Thanks to Jon Cassell and Debra Jaramilla, I managed to catch up with Sharon Stiefel, analyst for semiconductor inventory and manufacturing for iSuppli to discuss this a bit more.

I first asked Sharon what was the main reason behind iSuppli trimming its 2010 semicon revenue forecast to 32 percent, down from its previous outlook of 35.1 percent.

She said: “The main reason for the reduction in the forecast was an over-estimate of Q2 semiconductor revenues. Factoring in the results for Q2, and calculating the numbers based on a projected slower second half, brought the overall 2010 forecast down from 35.1 percent to 32 percent.”

Inventory corrections vs. industry decline
It has been reported elsewhere that the business climate for the semiconductor industry is deteriorating. Does iSuppli believe in this?

Stiefel said: “We would disagree. There are pockets or regions where it is reported that growth is declining. However, it appears that those are inventory corrections vs. industry decline.

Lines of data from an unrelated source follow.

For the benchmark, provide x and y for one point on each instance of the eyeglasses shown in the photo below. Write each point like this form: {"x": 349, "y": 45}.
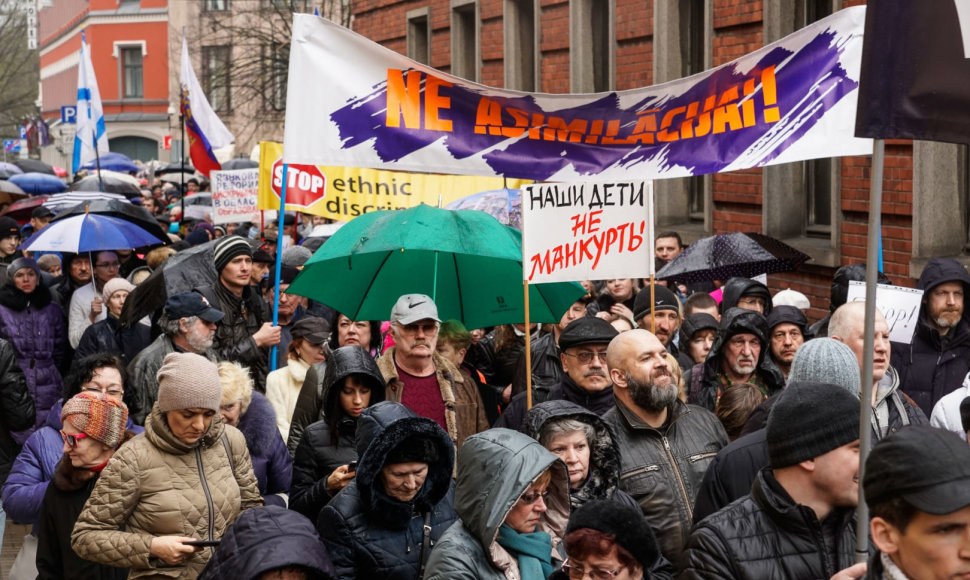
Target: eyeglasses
{"x": 116, "y": 392}
{"x": 587, "y": 357}
{"x": 72, "y": 440}
{"x": 578, "y": 573}
{"x": 531, "y": 497}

“With all the innovations in electronics going forward, in every sector, semiconductor content in products will continue for the foreseeable future.”

2010 is not 2000!
It has also been said that the year 2010 is becoming very reminiscent of the year 2000, where poor inventory control, fear of IC shortages, and concerns over long waiting times for leading-edge equipment spelled disaster, and led to the year ending with $10 billion in excess IC capacity and a shattered equipment industry that took years to claw out of the red and has never fully recovered until this year. Does iSuppli see a similar pattern as well?

Stiefel noted: “A lack of visibility going into Q4, combined with an inventory correction at OEM customers provides the possibility for inventories to rise to undesirable levels. This, however, is a relatively minor event compared to the situation in 2000-2001.

“Keep in mind that this recession didn’t put any major semiconductor companies out of business. They were able to reduce their production levels initially and work their way back to record revenues, gross margins and profits in 2010, at a record pace of recovery.”